Wow, wouldn't that be wonderful!!!!


----------



## Romeo1 (Apr 19, 2008)

How long do horses live?


----------



## TriplePinesFarm (Sep 15, 2007)

We've know of several that are 29-30-31 years old. A friend of our just recently lost a 35 year old gelding.
We also have a mare that was born in 1981, making her 28 years old now. She looks great too! Here's a pic of her.


----------



## esSJay (Apr 13, 2009)

Amazing! I wish I had the opportunity to spend more time with horses, they are such beautiful animals. Happy Birthday Dixie! I also had no idea that they lived that long.


----------



## Finn's Fan (Dec 22, 2007)

Happy birthday, Dixie! Debbi, she looks wonderful. My cousin, a very talented equestrian, owned a pony who lived to be 48 years old.
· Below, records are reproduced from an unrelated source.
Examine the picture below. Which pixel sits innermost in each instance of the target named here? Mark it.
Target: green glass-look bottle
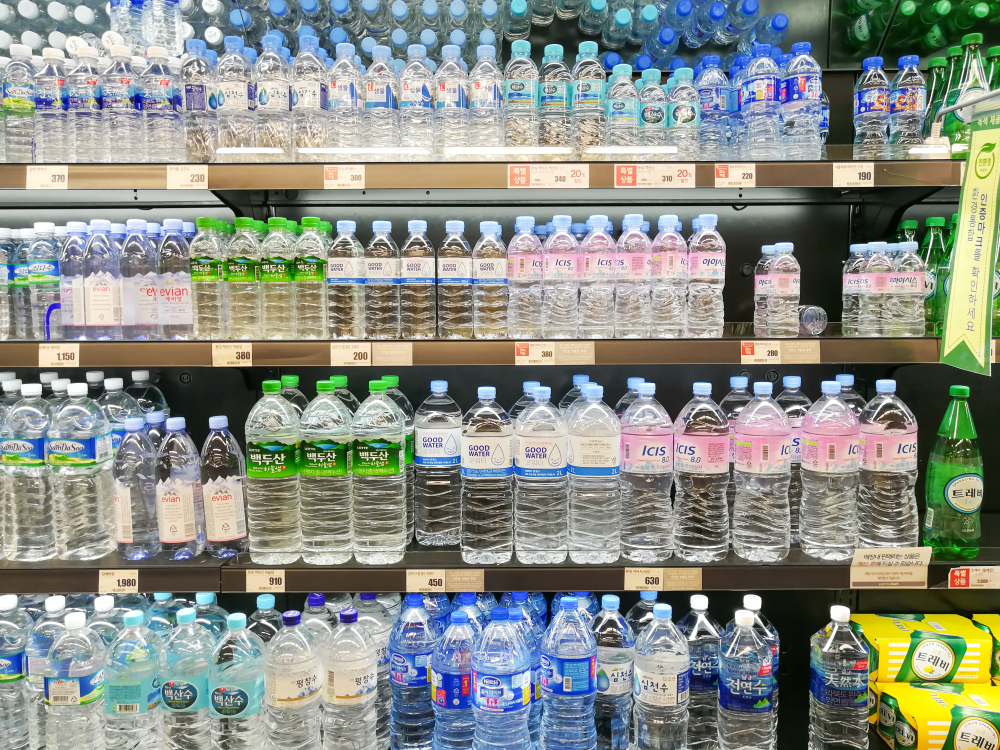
(954, 484)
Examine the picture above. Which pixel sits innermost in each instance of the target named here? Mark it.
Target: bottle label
(134, 696)
(438, 447)
(272, 460)
(569, 676)
(595, 456)
(454, 271)
(451, 690)
(487, 457)
(540, 457)
(346, 686)
(614, 670)
(235, 700)
(378, 458)
(293, 687)
(504, 693)
(706, 265)
(894, 453)
(78, 451)
(647, 454)
(409, 670)
(701, 454)
(225, 509)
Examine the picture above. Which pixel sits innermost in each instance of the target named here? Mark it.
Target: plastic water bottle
(293, 684)
(487, 468)
(701, 466)
(540, 489)
(412, 643)
(887, 506)
(828, 517)
(378, 464)
(871, 111)
(746, 685)
(272, 486)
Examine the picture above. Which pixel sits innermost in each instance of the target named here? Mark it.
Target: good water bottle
(540, 485)
(615, 654)
(293, 684)
(828, 517)
(762, 471)
(569, 680)
(437, 491)
(887, 506)
(74, 687)
(487, 468)
(594, 458)
(838, 691)
(272, 486)
(412, 642)
(746, 711)
(378, 465)
(701, 466)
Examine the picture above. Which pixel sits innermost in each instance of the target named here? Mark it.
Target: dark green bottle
(954, 484)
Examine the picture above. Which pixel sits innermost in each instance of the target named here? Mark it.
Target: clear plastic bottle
(701, 470)
(828, 517)
(272, 487)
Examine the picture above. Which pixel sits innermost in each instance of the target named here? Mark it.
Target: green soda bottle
(954, 484)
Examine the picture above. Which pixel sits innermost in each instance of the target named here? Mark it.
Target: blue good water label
(78, 451)
(438, 447)
(409, 670)
(501, 693)
(451, 690)
(569, 676)
(184, 695)
(235, 700)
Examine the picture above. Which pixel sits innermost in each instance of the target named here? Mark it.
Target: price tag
(232, 354)
(187, 177)
(736, 175)
(344, 177)
(854, 174)
(351, 354)
(58, 355)
(46, 177)
(265, 581)
(548, 175)
(118, 582)
(654, 175)
(901, 568)
(427, 581)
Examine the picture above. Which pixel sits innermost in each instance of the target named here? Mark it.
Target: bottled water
(540, 485)
(871, 111)
(647, 473)
(746, 684)
(487, 467)
(838, 694)
(78, 448)
(828, 523)
(615, 654)
(437, 489)
(569, 684)
(378, 465)
(762, 471)
(887, 506)
(594, 458)
(74, 687)
(701, 513)
(525, 274)
(412, 643)
(272, 486)
(293, 684)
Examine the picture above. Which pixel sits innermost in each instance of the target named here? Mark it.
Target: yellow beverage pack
(925, 648)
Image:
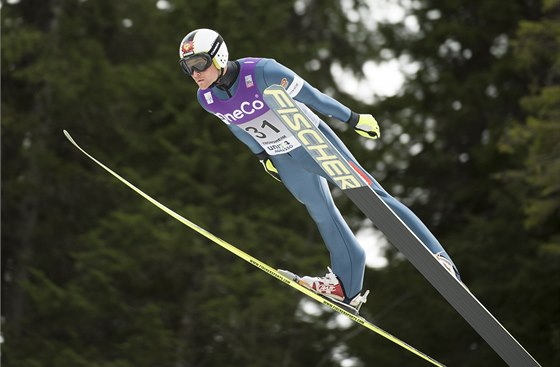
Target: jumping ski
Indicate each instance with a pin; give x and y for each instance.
(356, 186)
(286, 278)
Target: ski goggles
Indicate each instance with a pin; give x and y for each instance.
(197, 62)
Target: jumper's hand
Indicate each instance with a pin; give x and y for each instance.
(367, 126)
(270, 169)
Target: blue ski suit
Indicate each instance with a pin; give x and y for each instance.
(240, 107)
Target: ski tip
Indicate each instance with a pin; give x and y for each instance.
(68, 136)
He ate mash for the last four years because his teeth were almost nonexistent. He was the "donkey" in the Christmas pageant every year except his last three.


----------



## tobelevski (May 10, 2005)

God, I love horses always have. But I have never been in a situation to have one.
The 2nd photo, she is gorgeous. What type of horse is she?
As a fan of cowboy films when I was a child (still am) I always liked the look of the native american red ****** horses!

Happy birthday beautiful girl :wave:


----------



## riddle03 (Jun 9, 2005)

Happy Birthday Dixie !


----------